One of the most common mortgage types for guarantor mortgages is joint borrower sole proprietor (JBSP) - this means both the parent’s and child’s names are on the mortgage. This mortgage type allows for the parent to use their income and savings to boost the child’s mortgage chances.
However, there is a pitfall - if the parent already owns their own home, they will need to pay the second property stamp duty surcharge.
Read more: JBSP mortgages most searched for term
Who stands to benefit from a guarantor mortgage?
Guarantor mortgages are typically aimed at consumers with a low income, a small or non-existent deposit, a bad credit score, and little to no credit history. As a result of the customer type, guarantor mortgages often come with a higher rate than a standard mortgage product.
In order to assist borrowers who may otherwise struggle to get on to the housing ladder, some lenders have begun offering JBSP mortgages at higher loan-to-value (LTV) tiers.
Read more: Loughborough launches JBSP mortgages up to 100% LTV
What precautions should a guarantor take?
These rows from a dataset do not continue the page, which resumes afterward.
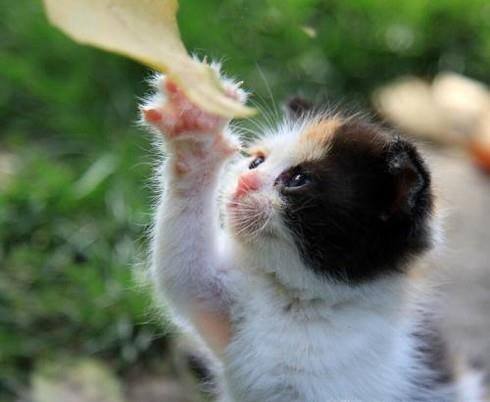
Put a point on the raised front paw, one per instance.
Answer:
(196, 139)
(171, 112)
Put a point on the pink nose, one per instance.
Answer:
(247, 182)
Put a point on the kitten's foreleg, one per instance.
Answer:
(188, 265)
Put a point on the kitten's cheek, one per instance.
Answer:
(247, 182)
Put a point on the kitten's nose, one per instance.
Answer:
(248, 181)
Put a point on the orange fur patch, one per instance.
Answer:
(314, 140)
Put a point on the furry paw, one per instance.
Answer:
(195, 138)
(172, 113)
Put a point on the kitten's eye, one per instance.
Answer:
(298, 180)
(256, 162)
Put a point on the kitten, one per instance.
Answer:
(302, 291)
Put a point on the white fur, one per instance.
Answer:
(294, 336)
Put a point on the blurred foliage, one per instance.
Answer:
(74, 170)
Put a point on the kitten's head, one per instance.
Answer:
(352, 198)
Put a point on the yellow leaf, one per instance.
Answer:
(147, 31)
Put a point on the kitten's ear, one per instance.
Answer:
(411, 179)
(298, 107)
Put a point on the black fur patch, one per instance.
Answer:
(364, 212)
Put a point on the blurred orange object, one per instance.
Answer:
(480, 144)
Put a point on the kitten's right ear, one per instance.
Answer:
(412, 190)
(298, 107)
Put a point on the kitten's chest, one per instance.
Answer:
(296, 352)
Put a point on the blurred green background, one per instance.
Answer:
(75, 193)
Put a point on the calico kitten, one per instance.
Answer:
(303, 290)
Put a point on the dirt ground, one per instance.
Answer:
(464, 197)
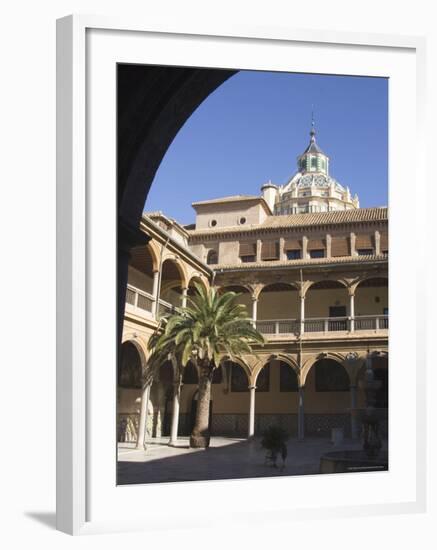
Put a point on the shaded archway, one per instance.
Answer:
(153, 103)
(371, 304)
(327, 397)
(278, 309)
(142, 265)
(326, 307)
(276, 396)
(171, 285)
(244, 296)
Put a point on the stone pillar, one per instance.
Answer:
(302, 313)
(377, 243)
(251, 424)
(254, 310)
(352, 309)
(155, 306)
(258, 250)
(301, 414)
(354, 423)
(328, 245)
(282, 255)
(142, 427)
(353, 241)
(184, 297)
(175, 413)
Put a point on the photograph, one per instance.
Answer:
(253, 295)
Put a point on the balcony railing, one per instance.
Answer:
(139, 299)
(371, 322)
(143, 302)
(272, 327)
(278, 326)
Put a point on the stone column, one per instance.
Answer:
(175, 413)
(354, 424)
(254, 310)
(353, 241)
(142, 427)
(377, 243)
(258, 250)
(301, 414)
(251, 426)
(328, 245)
(155, 306)
(282, 255)
(184, 297)
(302, 312)
(352, 309)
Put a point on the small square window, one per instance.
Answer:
(293, 254)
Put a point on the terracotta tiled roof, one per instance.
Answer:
(302, 262)
(355, 215)
(231, 198)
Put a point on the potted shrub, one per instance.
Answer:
(274, 441)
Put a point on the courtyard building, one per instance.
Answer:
(310, 266)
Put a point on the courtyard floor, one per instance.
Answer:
(226, 458)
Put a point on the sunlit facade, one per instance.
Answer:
(311, 268)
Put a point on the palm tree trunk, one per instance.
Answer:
(200, 436)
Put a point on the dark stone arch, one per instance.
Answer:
(130, 367)
(330, 376)
(153, 103)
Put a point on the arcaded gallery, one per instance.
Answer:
(311, 267)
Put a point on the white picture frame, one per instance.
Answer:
(79, 303)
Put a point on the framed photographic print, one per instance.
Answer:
(233, 216)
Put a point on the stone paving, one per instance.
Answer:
(226, 458)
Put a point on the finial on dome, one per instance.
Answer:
(313, 130)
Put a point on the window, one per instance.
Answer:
(293, 254)
(339, 246)
(247, 252)
(212, 257)
(287, 378)
(270, 250)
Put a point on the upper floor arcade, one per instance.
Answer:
(295, 238)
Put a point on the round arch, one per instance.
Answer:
(371, 296)
(182, 274)
(310, 362)
(281, 358)
(239, 362)
(278, 285)
(196, 278)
Since the guarantor is responsible for making mortgage payments if the primary defaults on the loan, Geller advises the would-be guarantor to check the financial eligibility of their child to ensure they can afford the mortgage.
“Another caution I recommend setting in place is to get three months’ worth of mortgage as escrow from your child upfront to use if the child misses a payment,” he added.
In addition, Geller said he recommends asking the bank to send the mortgage statements to both parties, so that everyone involved is always aware of the financial situation regarding the property. The bank will typically only send the statements to the primary on the mortgage unless the guarantor asks for it too.
Geller went on to explain that it is also important that the child looks to refinance when they become eligible for the loan, so that the guarantor can take their name off the loan faster than the full lifetime of the mortgage.
Typically, a guarantor can be released from the mortgage agreement once the loan to value level on the property has decreased to around 80%.
Although the guarantor cannot touch the allocated savings during this time, the amount can usually accrue interest on their behalf.
“However, when discussing becoming a guarantor, I always like to say that if you feel you are unable to be a guarantor, just say ‘no’,” Geller concluded.